The lower basal cardiac function observed in NMRs might reflect species differences in cardiomyocyte fiber rotation. Mice have much greater fiber rotation in their LVs compared with NMRs (Fig. 5). This promotes increased contractile efficiency, because greater fiber rotation is linked to improved torsion, allowing a heart to better eject blood with each contraction (29). However, mice also have significantly smaller cardiomyocyte cross-sectional area and smaller diastolic wall thickness in their overall smaller hearts (Fig. 4, Table 1). It is possible that the greater fiber rotation is a compensation for the thinner walls and fewer cardiomyocytes in the smaller mouse heart (17). In contrast, the reduced fiber rotation contributes to lower contractility in the NMR heart.
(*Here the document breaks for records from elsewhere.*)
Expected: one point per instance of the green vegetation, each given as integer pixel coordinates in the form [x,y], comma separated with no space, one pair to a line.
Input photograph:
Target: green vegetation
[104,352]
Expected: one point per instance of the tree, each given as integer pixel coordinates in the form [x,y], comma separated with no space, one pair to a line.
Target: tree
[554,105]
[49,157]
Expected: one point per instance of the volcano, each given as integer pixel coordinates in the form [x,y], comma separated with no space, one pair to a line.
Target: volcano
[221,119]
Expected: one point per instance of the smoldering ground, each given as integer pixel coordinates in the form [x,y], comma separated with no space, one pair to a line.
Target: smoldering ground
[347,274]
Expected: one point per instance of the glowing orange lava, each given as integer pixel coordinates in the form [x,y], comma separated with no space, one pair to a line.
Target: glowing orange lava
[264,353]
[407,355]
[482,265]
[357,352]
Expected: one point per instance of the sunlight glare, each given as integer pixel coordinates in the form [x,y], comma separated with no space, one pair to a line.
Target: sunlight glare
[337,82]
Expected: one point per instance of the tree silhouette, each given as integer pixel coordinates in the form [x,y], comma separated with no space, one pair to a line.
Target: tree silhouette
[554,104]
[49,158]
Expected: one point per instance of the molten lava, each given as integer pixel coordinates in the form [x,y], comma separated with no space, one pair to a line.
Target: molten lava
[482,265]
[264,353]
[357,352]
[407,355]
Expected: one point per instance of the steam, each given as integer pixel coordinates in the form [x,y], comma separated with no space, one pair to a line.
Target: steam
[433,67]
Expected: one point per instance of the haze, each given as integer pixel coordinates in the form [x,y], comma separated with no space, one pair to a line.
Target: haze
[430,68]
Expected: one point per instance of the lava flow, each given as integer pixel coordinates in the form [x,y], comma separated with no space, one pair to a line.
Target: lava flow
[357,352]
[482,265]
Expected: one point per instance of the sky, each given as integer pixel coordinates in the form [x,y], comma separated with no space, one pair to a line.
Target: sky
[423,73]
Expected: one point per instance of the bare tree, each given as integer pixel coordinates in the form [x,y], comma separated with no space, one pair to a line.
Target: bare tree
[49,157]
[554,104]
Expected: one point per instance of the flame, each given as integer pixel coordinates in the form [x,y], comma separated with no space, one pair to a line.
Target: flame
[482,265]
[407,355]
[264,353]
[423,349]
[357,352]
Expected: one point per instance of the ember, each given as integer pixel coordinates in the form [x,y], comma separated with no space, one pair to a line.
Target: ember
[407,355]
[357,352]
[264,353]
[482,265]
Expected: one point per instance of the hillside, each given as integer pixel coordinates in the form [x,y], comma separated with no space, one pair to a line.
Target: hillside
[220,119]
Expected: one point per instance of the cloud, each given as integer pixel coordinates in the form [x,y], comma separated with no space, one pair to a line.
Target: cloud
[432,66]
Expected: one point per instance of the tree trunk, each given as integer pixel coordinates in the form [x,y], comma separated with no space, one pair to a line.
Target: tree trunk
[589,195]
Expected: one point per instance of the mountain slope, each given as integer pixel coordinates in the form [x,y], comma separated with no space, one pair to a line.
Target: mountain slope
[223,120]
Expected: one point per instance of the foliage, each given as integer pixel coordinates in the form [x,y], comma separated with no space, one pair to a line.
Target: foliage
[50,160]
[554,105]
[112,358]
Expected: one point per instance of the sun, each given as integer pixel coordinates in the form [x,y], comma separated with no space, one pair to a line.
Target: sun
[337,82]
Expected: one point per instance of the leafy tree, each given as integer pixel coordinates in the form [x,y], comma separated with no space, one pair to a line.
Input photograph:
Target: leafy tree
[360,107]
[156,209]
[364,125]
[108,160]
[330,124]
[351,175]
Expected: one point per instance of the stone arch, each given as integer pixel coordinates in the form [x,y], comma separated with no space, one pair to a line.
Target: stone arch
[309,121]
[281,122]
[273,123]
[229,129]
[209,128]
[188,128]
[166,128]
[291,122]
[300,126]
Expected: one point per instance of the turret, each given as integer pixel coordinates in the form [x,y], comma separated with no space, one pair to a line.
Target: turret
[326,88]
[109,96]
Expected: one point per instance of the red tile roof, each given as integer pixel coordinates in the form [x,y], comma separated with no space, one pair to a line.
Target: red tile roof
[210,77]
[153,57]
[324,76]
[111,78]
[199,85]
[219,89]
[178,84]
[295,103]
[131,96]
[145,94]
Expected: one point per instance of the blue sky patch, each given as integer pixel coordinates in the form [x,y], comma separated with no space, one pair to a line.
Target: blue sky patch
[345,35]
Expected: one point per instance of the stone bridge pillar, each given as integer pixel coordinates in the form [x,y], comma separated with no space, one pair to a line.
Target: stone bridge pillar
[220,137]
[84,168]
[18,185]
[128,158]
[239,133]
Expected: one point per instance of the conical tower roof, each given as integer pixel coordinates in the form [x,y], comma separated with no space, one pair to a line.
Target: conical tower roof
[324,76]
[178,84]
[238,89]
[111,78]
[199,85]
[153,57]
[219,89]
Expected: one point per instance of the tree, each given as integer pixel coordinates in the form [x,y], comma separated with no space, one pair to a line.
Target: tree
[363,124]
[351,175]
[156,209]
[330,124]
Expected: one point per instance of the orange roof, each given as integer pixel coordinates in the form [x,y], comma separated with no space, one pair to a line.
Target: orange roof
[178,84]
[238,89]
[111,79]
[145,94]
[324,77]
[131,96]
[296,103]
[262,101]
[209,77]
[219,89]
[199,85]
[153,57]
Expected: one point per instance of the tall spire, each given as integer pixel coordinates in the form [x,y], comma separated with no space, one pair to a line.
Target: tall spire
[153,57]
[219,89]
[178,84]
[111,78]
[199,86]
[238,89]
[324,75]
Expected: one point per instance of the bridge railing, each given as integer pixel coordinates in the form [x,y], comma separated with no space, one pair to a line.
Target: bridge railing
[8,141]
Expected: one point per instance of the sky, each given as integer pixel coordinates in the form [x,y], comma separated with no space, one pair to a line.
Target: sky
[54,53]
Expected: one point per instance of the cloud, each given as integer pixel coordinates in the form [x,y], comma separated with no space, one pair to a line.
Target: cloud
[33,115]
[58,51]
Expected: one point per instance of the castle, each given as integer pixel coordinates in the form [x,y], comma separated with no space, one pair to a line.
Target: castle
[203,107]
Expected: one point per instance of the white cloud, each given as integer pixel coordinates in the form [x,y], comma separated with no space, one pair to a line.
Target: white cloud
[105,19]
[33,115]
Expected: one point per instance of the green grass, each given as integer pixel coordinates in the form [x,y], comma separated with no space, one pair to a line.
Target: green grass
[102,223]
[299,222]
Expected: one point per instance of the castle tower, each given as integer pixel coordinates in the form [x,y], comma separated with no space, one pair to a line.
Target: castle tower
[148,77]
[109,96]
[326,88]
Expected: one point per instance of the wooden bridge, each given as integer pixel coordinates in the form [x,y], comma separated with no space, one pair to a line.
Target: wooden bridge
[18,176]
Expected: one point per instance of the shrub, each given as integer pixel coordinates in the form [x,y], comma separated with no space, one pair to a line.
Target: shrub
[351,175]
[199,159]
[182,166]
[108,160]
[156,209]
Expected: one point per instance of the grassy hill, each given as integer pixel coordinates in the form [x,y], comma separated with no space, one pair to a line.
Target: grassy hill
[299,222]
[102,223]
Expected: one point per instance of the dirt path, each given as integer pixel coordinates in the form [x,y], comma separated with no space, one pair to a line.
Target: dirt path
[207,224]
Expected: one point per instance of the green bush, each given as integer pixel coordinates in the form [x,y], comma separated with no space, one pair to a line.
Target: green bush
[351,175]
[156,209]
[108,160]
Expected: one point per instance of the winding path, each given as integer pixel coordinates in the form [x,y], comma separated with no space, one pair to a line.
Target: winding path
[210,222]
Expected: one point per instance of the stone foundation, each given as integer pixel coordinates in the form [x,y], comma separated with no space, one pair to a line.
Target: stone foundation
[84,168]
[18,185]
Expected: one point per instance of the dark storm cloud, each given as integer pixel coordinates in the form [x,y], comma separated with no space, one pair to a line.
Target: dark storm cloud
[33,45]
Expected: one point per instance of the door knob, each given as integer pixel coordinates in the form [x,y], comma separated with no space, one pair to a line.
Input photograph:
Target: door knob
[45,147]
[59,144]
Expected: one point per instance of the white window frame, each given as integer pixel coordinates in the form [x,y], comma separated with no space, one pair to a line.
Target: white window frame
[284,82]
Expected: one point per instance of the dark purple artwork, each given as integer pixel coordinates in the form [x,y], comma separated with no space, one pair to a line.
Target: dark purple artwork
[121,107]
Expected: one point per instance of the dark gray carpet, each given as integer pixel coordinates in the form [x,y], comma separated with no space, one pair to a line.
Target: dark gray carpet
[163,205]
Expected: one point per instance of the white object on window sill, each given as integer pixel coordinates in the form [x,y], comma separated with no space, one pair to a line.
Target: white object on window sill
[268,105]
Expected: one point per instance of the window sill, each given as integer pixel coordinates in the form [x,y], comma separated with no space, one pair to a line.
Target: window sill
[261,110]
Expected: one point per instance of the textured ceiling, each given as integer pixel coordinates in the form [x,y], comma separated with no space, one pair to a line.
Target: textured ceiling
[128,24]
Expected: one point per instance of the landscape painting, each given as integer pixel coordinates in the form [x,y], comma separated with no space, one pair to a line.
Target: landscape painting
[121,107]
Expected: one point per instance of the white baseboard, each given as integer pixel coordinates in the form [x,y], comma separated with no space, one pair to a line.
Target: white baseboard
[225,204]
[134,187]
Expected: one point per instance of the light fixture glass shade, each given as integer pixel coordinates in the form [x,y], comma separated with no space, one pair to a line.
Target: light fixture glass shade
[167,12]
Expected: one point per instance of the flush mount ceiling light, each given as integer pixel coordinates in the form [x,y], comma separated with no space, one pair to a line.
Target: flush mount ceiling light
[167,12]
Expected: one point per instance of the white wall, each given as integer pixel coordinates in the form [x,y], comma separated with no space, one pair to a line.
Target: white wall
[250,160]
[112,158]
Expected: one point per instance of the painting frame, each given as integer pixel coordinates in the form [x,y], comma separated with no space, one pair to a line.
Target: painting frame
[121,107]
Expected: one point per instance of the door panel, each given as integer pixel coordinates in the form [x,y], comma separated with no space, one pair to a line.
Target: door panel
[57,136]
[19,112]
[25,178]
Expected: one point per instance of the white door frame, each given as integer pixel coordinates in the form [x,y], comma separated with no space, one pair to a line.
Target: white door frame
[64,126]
However, low contractility is in line with the low-energy, basal state in which NMRs exist until they have to meet the high energy demands of burrowing. Despite this, low basal contractility does not necessarily limit mechanical wear and tear on the NMR heart, because the mathematically predicted systolic stress does not differ between species (Fig. 3A). However, the species' reduced heart rate may limit the effects of cyclic loading, thereby reducing cardiac tissue fatigue.

In summary, this first study characterizing the hearts of young NMRs has revealed reduced baseline cardiac function yet enhanced cardiac reserve, in keeping with the species' inherent ecophysiology. Assessing these unique cardiac features of the NMR was an essential step in establishing the groundwork for understanding how the heart of this novel species responds to aging and other stressors. Future studies will assess NMR cardiac function with age and explore how this species may employ protective mechanisms in its heart to withstand both oxidative stress and the vagaries of time.